Logs require OTLP push—stdout scraping does not apply
The conventional OTel pattern for logs is a collector DaemonSet that scrapes pod stdout from the host filesystem. DataRobot's collector does not scrape container stdout. Plain print() calls and unconfigured logging appear in the Activity log > Logs tab but do not reach the OTel observability surface. To get logs into the OTel surface as structured records, install the OTel logging handler so the application pushes log records via OTLP HTTP—the same transport used by traces and metrics.
Explicit OTel instrumentation is needed when you want traces, application metrics, or structured logs on the OTel observability surface. When your application emits OTel signals, the platform handles transport: the OTel exporters read OTEL_EXPORTER_OTLP_ENDPOINT from the environment, which the platform sets when the container starts.
For copy-ready Python SDK snippets that configure tracing, logging, and metrics against the platform's OTLP endpoint, see Instrument a Workload with OpenTelemetry. The same snippets are surfaced in the Console on the Workload's Endpoints > Instrumentation sub-tab.
Reset Workload stats¶
POST /workloads/{workload_id}/promote resets statistics automatically so production starts from a clean baseline. To reset stats manually—for a specific time window or for a specific proton—use DELETE /workloads/{workload_id}/stats:
# Reset all stats for the current proton
curl -X DELETE "${DATAROBOT_ENDPOINT}/workloads/${WORKLOAD_ID}/stats" \
-H "Authorization: Bearer ${DATAROBOT_API_TOKEN}"

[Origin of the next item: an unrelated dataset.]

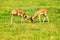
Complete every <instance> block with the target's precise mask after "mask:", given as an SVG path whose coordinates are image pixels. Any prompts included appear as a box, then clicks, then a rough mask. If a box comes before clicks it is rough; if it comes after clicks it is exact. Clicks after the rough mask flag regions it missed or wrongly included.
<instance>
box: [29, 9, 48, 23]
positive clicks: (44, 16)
mask: <svg viewBox="0 0 60 40" xmlns="http://www.w3.org/2000/svg"><path fill="white" fill-rule="evenodd" d="M47 14H48V11H47V10H46V9H39V10H37V11H35V14H34V15H33V16H32V17H31V18H30V19H31V21H33V20H34V18H35V17H37V16H38V17H39V18H38V19H39V21H40V16H41V15H43V16H44V19H43V22H44V21H45V20H46V18H47V21H48V22H49V18H48V16H47ZM40 22H41V21H40Z"/></svg>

# Reset stats for a time window
curl -X DELETE "${DATAROBOT_ENDPOINT}/workloads/${WORKLOAD_ID}/stats?startTime=2026-04-01T00:00:00Z&endTime=2026-04-15T00:00:00Z" \
-H "Authorization: Bearer ${DATAROBOT_API_TOKEN}"
protonId, startTime, and endTime are optional query parameters; omit them to clear stats for the current proton across the full retention window.